Mobile application management isn’t a cure-all for the problem of controlling corporate assets on personal devices. Users will still need a good deal of convincing and persuading -- or, if you prefer a gentler term, “education.”
During this week’s SearchCIO tweet jam on mobility, I got a wakeup call regarding users’ trust (or lack thereof) in IT and the general lack of knowledge around mobile application management (MAM). We typically accept the fact that mobile device management (MDM) won’t work for BYOD because users won’t give IT permission to delete their personal apps and data. What we don’t expect, however, is for that same resistance to exist around MAM.
When the issue of MDM and BYOD came up in the tweet chat, I posted what I thought was a generally accepted statement: “If IT can wipe corporate, containerized data and apps and leave personal stuff alone, users will consent.” That led to this conversation:
The mobile elite may see MAM (and, to a similar extent, mobile virtualization/ dual-persona technology) as an easy way to separate corporate and personal assets (and control over those assets) on the same device.
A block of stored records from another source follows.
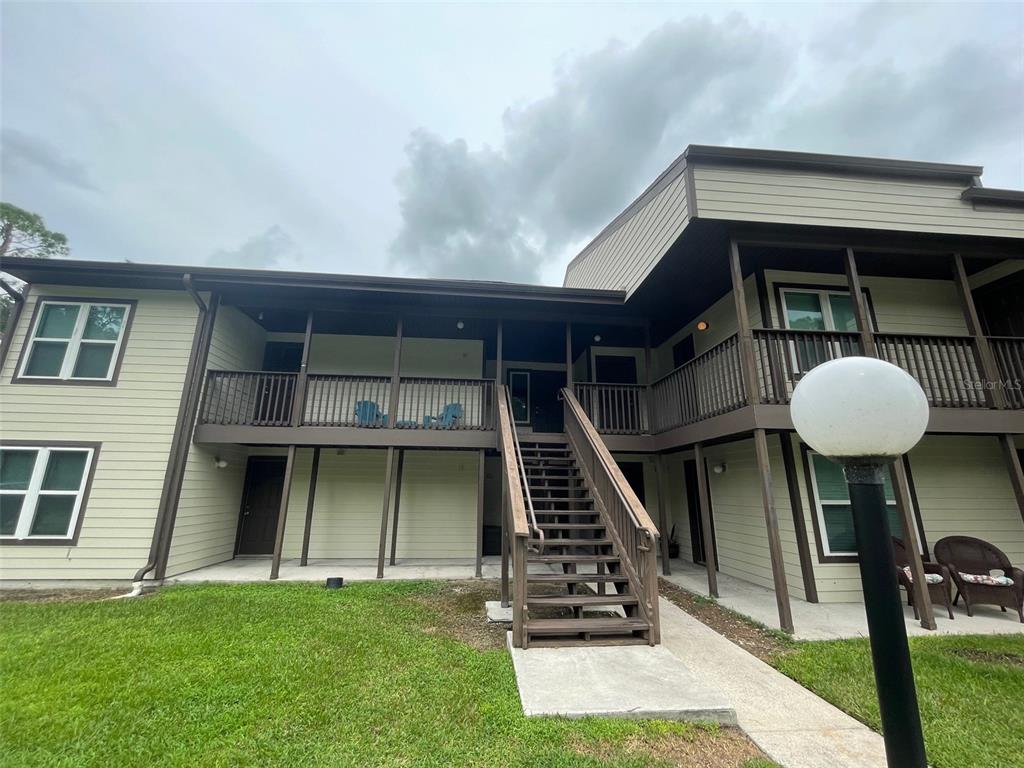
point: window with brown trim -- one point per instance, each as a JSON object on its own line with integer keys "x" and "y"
{"x": 43, "y": 489}
{"x": 75, "y": 341}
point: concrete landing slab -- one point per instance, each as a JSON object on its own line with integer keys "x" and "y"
{"x": 498, "y": 614}
{"x": 617, "y": 681}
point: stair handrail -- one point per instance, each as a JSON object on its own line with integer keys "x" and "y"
{"x": 637, "y": 549}
{"x": 537, "y": 534}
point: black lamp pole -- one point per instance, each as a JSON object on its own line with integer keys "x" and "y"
{"x": 886, "y": 627}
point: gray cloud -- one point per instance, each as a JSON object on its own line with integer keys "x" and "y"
{"x": 968, "y": 97}
{"x": 570, "y": 160}
{"x": 26, "y": 154}
{"x": 272, "y": 249}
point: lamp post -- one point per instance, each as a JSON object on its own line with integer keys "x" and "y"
{"x": 863, "y": 413}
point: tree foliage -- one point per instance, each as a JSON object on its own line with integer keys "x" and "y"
{"x": 25, "y": 233}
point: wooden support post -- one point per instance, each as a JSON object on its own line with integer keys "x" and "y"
{"x": 704, "y": 500}
{"x": 310, "y": 498}
{"x": 480, "y": 477}
{"x": 392, "y": 402}
{"x": 774, "y": 542}
{"x": 859, "y": 305}
{"x": 996, "y": 397}
{"x": 568, "y": 356}
{"x": 799, "y": 524}
{"x": 286, "y": 489}
{"x": 505, "y": 551}
{"x": 904, "y": 505}
{"x": 299, "y": 395}
{"x": 388, "y": 467}
{"x": 747, "y": 360}
{"x": 500, "y": 361}
{"x": 397, "y": 502}
{"x": 1014, "y": 465}
{"x": 663, "y": 508}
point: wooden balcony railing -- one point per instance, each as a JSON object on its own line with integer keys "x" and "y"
{"x": 782, "y": 356}
{"x": 946, "y": 367}
{"x": 263, "y": 398}
{"x": 709, "y": 385}
{"x": 248, "y": 397}
{"x": 445, "y": 403}
{"x": 614, "y": 409}
{"x": 334, "y": 400}
{"x": 1009, "y": 354}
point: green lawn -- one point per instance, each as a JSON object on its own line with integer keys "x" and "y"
{"x": 288, "y": 675}
{"x": 970, "y": 689}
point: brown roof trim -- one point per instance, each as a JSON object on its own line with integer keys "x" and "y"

But some users will see it as a piece of software that YOU’RE installing on MY phone that will give YOU control.
As MAM continues to make inroads -- remember, a lot of IT people haven’t even heard of it -- we must keep in mind that the technology alone will not solve any problems. Organizations will need to prove to users -- through training, demos, etc. -- that they have no desire to view or control their personal content, and furthermore, that they couldn’t do it even if they wanted to.
Just like any other mobility initiative, without user buy-in, MAM will fail.